The 'supervision' of investors generates an environment where companies act to satisfy the short-term profit goals of their investors, and this may totally sabotage their chance of having a sound long-term business plan that is good for their workers. People argue, 'But Wall Street just seeks profitable companies and buys their stocks', but that doesn't cover it- Wall Street sets expectations for companies and then companies try to hit those marks. Wall Street forces changes in business philosophy- companies that would normally not are outsourcing their labor force or cutting worker pensions or cutting their product quality, to hit short term expectations.

Silly Putty

http://www.huffingtonpost.com/robert-reich/the-sham-recovery_b_497439.html

"they can't really determine their own potential losses."

Nor can they admit them even if they determine them. They call them losses when they beg for bailouts, they call them assets when they make their financial reports. Most they call neither liability or asset- they just pretend they don't exist, or that they 'can only be valued at some future date'. Which will never arrive.

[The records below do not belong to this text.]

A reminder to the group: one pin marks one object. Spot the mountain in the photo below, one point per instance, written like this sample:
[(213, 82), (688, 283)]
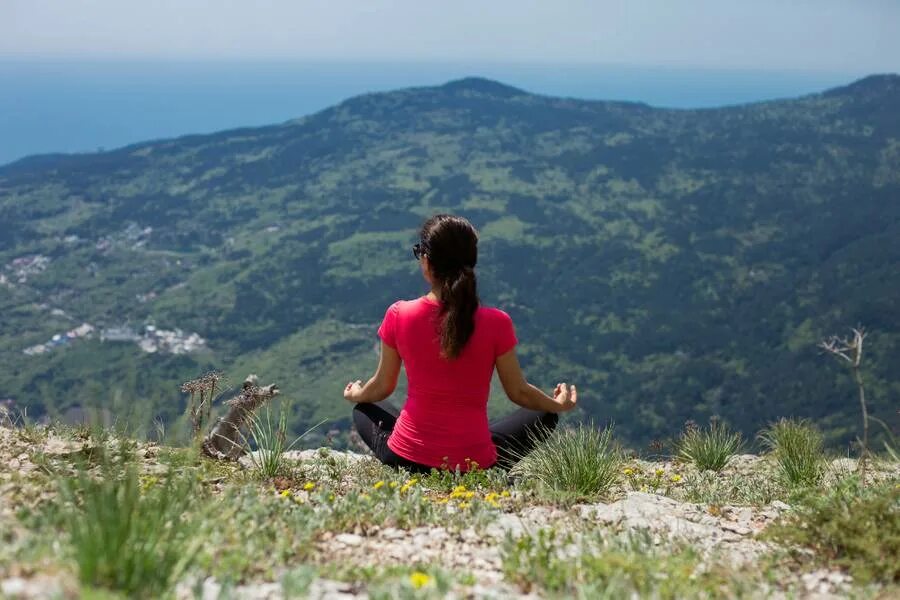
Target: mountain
[(676, 264)]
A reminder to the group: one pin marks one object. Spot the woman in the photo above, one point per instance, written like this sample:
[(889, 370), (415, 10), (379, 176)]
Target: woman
[(450, 346)]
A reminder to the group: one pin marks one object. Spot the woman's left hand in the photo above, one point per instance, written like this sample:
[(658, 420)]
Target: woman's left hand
[(353, 390)]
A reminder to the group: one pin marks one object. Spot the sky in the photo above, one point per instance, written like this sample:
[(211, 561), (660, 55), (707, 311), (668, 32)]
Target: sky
[(859, 36)]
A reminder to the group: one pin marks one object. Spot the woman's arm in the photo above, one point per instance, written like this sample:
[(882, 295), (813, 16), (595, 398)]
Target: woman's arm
[(382, 383), (526, 395)]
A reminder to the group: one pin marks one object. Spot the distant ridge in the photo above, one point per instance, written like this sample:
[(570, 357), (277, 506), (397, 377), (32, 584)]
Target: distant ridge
[(483, 86), (675, 264)]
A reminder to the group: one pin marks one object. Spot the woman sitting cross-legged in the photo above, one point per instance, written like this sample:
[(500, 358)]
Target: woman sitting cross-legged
[(450, 346)]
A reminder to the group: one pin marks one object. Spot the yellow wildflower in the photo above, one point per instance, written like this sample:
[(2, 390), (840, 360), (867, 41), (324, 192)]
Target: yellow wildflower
[(419, 579)]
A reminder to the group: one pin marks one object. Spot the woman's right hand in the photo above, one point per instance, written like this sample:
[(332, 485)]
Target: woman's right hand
[(565, 396)]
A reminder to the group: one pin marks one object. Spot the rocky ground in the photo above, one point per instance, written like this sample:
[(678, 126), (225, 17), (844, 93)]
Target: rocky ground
[(655, 503)]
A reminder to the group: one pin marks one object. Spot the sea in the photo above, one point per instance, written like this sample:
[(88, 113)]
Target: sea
[(52, 106)]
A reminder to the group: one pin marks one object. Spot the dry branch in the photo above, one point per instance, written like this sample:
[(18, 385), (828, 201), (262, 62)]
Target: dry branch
[(850, 351), (225, 440)]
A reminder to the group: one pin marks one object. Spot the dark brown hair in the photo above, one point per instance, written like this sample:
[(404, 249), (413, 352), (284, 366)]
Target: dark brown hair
[(451, 245)]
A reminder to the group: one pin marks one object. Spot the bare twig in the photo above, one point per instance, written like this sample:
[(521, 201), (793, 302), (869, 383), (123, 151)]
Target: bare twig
[(850, 351), (224, 441)]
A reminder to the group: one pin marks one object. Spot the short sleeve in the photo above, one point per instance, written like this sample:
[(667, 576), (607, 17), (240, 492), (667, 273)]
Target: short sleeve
[(505, 339), (388, 329)]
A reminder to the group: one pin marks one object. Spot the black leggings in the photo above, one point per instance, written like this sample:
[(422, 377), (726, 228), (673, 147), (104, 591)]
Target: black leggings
[(513, 435)]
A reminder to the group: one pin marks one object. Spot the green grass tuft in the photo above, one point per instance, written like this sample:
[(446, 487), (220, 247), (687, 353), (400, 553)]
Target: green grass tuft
[(582, 462), (598, 564), (851, 527), (129, 533), (708, 449), (269, 435), (798, 448)]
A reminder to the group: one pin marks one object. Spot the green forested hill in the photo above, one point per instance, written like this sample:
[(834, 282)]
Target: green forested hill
[(676, 264)]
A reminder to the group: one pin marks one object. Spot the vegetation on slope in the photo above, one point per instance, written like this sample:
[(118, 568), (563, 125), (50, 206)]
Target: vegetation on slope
[(675, 264)]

Their books are made of silly putty.

Saturday, March 13, 2010

Commerce

>>"Gold is just a commodity, like oil, and like oil it's value is subject to constant fluctuation relative to money."

The value of the commodity is determined by its own supply and the demand for it. The fluctuation you refer to is not fluctuation in value but fluctuation in prices, which are nominal values. The money itself is fluctuating in value relative to its own quantity, not to the quantity of gold..

Every day, commodities like gold and oil establish a new price for the dollar, because they are of finite quantity and the fiat dollar is not. The dollar does not change the value of the gold; rather, the value of the dollar is always measured by how much gold or oil it can purchase.

Mouse

I can't believe there are still people insisting that a rescue of 'too big to fail' banks & AIG prevented a collapse of the whole economy. The collateral damage from their demise would have been incredibly minor if there was any political will to contain it properly. The reluctance to let bad banks fail was all about politics and not about logistics. The failure would have been a blessed purge of these tumors, and would have affected the narrow sliver of society that owns shares in these banks and little else.

The very narrow usefulness of these banks to the economy is proven by what we see in the aftermath of the bailout- boom times for the narrow Wall St. financial sector, and a continuing depression everywhere else. These banks do not carry the economy on their backs- we carry them!

Other lending institutions ( that played within the rules ) could have instantly filled in the market share of these zombie banks, because banks *produce nothing*. It's just digits on computer screens.

Availability of credit to the general public could have been rapidly restored in the wake of the failure of these overgrown casino banks. It would be the simplest task in the world for the Treasury to spread new money all around the country to all healthy remaining banks. Couple of clicks of the mouse and you're done. If the Fed balks, shut them down, too.